Ci parli invece dell’impostazione del saggio e dell’approccio che ha adoperato per vagliare tutta la gran mole di materiale storico...

«La ricerca che sottende questo volume ha utilizzato un approccio che dal punto di vista metodologico accoglie le indicazioni più recenti della riflessione sociologica e storica sul tema e che ha guardato non solo ai singoli casi criminali, ma all’articolarsi, entro un determinato contesto storico, del discorso pubblico sulla mafia, soffermandosi su chi questo discorso lo ha prodotto, gli interessi sottesi e le modalità di produzione. Per farlo, si è avvalsa di fonti giornalistiche e giudiziarie, rapporti governativi e di polizia, trascrizioni di dibattiti parlamentari, audizioni di commissioni d’inchiesta. Sono queste fonti utili a mettere in primo piano le testimonianze degli attori, inquisiti e inquirenti, coinvolti in prima persona nei fatti contestati, ma anche a fare emergere la voce di vittime e familiari delle vittime, uomini e donne, testimoni dal lato dell’accusa e della difesa, che danno uno spaccato straordinario delle dinamiche familiari dell’epoca, del ruolo delle donne, delle relazioni che legano gli imputati a notabili e a figure di spicco dell’élite politica messinese e di quella intellettuale. Parimenti illuminanti sono gli interventi dei deputati alla Camera, le audizioni della Giunta parlamentare d’inchiesta, le interviste annotate sul diario di viaggio che Leopoldo Franchetti porta con sé durante la sua indagine privata in Sicilia, le fonti di stampa locali e nazionali, da cui traspaiono interessi, giudizi e pregiudizi, posizioni politiche, ideologie, esperienze che sono radicate nell’orizzonte di senso di chi parla, e dalle quali non si può prescindere per comprendere il legame che intercorre da sempre tra il fenomeno mafioso e le sue rappresentazioni. È questo il presupposto da cui muove l’analisi. Il fenomeno mafioso, in generale, non è comprensibile nella sua complessità se non a partire dalle relazioni di potere, dai discorsi, e dalle trame di interessi che nei rapporti con l’ambiente esterno si dispiegano. Altrimenti, difficilmente si spiegherebbe la persistenza delle mafie nel tempo e la loro diffusione nello spazio».

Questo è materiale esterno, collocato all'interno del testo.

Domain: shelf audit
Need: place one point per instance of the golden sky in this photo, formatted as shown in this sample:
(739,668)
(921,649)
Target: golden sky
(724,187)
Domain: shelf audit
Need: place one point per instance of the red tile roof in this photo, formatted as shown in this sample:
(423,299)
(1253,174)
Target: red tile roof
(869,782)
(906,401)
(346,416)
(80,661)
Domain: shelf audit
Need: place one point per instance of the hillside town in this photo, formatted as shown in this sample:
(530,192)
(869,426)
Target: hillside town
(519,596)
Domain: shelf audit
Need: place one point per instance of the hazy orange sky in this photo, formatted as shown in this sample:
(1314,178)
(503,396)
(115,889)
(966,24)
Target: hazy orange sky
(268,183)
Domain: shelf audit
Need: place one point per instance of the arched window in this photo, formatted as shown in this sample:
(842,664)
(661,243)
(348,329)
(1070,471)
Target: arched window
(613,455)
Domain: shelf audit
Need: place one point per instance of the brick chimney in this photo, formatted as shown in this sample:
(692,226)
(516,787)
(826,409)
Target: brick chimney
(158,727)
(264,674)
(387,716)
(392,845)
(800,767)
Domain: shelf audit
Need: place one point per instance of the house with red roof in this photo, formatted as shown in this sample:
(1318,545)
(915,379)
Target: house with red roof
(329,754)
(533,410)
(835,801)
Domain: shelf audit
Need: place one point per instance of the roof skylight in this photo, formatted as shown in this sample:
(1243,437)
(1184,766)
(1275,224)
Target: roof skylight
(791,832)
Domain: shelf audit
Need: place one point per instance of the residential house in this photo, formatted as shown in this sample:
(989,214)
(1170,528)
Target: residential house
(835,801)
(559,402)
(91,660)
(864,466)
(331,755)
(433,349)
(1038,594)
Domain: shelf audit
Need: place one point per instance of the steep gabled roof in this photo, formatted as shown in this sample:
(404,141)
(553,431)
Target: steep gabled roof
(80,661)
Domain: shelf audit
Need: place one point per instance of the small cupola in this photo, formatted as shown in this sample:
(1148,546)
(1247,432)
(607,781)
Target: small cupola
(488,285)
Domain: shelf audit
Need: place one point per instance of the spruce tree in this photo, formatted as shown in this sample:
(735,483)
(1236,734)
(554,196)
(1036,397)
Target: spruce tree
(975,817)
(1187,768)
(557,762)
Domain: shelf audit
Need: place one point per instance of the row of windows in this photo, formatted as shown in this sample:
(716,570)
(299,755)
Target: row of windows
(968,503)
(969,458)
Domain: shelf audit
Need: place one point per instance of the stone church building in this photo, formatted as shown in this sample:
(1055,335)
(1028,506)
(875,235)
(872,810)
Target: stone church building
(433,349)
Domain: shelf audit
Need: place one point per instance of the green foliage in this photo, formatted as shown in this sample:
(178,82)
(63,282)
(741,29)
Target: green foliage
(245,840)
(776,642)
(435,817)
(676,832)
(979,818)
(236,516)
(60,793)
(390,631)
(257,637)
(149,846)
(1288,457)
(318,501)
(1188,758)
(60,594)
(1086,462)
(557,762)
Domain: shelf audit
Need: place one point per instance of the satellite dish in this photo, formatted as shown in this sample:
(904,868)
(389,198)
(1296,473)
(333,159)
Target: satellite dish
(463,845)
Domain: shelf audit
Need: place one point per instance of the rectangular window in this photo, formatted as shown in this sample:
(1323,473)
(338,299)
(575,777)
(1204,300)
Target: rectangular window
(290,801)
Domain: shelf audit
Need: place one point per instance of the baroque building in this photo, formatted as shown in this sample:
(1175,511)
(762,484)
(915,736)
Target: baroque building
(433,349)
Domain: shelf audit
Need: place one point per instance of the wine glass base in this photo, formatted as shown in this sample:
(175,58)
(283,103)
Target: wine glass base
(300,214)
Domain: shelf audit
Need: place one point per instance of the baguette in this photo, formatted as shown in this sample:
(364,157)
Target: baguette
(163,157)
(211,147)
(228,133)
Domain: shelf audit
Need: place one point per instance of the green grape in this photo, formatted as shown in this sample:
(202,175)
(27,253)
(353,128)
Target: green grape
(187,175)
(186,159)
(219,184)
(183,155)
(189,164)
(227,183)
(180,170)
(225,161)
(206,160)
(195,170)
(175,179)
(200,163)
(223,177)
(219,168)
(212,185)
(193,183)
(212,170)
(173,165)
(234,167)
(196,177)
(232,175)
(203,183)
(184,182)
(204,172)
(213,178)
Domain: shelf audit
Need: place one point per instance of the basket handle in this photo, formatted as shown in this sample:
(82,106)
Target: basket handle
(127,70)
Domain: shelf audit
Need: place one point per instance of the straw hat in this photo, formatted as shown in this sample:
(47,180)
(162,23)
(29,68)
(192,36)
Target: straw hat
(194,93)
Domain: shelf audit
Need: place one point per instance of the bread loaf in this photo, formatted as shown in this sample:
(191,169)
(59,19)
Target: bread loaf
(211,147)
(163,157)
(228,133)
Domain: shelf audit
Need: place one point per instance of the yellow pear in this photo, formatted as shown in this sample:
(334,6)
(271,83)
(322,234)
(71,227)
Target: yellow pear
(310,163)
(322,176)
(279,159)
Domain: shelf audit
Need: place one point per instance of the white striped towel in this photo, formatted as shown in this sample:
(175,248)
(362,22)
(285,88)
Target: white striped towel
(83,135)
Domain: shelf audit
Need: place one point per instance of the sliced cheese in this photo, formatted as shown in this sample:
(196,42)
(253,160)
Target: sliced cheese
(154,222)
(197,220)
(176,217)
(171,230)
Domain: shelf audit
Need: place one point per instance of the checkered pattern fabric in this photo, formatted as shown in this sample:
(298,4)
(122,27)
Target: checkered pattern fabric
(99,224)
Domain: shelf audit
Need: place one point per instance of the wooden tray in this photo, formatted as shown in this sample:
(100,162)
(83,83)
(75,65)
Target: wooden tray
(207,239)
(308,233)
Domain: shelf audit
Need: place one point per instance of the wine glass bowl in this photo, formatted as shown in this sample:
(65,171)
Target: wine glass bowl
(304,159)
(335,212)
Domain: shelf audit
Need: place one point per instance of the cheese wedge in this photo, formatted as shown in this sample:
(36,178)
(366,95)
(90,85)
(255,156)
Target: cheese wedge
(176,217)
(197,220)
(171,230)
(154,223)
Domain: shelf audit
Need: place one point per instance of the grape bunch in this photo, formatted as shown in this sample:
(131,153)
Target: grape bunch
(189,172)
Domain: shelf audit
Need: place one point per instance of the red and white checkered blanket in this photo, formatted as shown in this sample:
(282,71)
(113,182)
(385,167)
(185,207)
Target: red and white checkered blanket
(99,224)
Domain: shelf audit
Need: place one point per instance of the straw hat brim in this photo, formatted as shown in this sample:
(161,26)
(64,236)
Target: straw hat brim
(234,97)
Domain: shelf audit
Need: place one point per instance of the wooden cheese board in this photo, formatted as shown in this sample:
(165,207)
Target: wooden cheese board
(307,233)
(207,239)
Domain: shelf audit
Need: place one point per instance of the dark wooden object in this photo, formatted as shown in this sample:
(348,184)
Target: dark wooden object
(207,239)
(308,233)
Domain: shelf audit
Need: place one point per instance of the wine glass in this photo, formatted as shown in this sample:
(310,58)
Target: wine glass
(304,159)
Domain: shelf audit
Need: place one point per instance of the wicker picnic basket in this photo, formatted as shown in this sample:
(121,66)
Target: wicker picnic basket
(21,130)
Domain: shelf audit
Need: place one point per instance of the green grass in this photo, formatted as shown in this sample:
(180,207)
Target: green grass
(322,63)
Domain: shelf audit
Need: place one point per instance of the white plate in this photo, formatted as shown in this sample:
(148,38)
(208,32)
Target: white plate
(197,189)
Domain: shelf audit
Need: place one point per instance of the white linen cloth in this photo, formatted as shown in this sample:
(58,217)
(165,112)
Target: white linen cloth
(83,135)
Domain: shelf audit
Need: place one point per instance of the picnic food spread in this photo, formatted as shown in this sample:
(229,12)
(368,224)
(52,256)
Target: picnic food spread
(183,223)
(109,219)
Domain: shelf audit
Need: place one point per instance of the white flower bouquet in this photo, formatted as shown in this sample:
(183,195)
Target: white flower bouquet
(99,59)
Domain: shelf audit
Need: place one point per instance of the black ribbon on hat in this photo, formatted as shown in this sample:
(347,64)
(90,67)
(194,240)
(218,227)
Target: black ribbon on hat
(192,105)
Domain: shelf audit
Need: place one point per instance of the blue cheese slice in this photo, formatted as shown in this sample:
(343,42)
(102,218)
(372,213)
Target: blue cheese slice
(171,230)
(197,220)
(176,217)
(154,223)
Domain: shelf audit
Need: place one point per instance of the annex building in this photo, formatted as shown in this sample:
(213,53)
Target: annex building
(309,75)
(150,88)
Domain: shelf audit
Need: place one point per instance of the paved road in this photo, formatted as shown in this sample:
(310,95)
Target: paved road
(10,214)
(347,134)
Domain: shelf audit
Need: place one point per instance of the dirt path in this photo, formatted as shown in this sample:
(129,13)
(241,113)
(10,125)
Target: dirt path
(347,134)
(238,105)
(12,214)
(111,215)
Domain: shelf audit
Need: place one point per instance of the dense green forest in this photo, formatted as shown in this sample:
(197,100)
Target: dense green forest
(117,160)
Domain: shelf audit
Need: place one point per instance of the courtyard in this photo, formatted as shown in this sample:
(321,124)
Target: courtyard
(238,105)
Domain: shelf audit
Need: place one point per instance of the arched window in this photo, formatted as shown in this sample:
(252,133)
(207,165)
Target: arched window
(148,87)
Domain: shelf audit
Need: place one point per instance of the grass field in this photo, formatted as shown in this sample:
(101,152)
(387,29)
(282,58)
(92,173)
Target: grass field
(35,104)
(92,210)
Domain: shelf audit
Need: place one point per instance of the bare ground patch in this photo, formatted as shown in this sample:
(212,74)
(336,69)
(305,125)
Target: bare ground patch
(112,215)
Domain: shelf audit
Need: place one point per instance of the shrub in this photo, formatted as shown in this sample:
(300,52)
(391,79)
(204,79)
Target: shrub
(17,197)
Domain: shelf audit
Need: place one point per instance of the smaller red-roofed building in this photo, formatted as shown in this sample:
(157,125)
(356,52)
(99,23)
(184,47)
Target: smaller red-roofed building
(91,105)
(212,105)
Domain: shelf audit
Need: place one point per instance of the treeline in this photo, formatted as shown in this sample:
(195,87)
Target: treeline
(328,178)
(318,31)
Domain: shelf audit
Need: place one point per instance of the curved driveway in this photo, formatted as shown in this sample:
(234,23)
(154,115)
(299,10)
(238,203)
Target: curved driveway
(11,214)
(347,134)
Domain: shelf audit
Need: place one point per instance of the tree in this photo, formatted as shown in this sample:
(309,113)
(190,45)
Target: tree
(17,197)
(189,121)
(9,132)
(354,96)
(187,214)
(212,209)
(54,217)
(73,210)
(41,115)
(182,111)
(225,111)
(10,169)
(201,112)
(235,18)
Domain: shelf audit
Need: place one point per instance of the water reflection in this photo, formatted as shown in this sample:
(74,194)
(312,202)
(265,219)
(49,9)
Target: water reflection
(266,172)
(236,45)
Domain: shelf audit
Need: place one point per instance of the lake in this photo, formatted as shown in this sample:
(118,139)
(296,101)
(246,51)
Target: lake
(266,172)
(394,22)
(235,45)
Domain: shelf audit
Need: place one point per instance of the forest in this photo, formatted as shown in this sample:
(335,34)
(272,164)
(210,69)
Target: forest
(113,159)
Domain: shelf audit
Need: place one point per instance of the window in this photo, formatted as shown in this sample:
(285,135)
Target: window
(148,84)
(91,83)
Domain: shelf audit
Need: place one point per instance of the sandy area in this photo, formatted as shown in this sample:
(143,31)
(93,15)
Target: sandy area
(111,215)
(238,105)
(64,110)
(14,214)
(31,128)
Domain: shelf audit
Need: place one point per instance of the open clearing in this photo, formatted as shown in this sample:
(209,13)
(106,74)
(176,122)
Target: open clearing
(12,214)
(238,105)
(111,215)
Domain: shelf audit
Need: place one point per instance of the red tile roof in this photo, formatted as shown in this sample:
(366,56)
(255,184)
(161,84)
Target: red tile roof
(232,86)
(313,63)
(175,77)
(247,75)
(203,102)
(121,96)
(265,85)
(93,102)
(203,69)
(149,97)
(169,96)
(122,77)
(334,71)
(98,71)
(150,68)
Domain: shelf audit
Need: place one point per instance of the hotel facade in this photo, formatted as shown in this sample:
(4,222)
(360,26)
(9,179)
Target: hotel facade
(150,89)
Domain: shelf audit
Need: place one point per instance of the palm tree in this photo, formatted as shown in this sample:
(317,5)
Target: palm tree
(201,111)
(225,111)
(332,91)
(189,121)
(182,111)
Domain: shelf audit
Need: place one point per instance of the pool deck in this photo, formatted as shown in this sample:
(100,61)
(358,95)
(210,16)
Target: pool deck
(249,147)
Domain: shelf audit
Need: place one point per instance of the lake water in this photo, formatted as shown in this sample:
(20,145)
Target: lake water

Che “fotografia storica” di Messina emerge quindi in questo lavoro?

«In questo senso, l’analisi del contesto di Messina offre un ulteriore punto di osservazione per spiegare il modo in cui, il fenomeno mafioso e la sua rappresentazione si sono modellati su istanze sociali e istituzionali, sedimentatosi nel discorso pubblico con una pluralità di significati destinata a perdurare per oltre un secolo. “Tranquilla” si diceva allora della provincia di Messina, “babba” si dice oggi. Ma, come si legge nella relazione della Commissione Parlamentare d’Inchiesta sulle mafie del 2006, «l’immagine di città indolente, sonnolenta, e in definitiva a-mafiosa, per lungo tempo assegnata a Messina ed estesa all'intera provincia, è un falso storico… funzionale a occultare il radicamento del fenomeno mafioso che qui si sviluppò in modo tanto massiccio quanto clamorosamente incontrastato».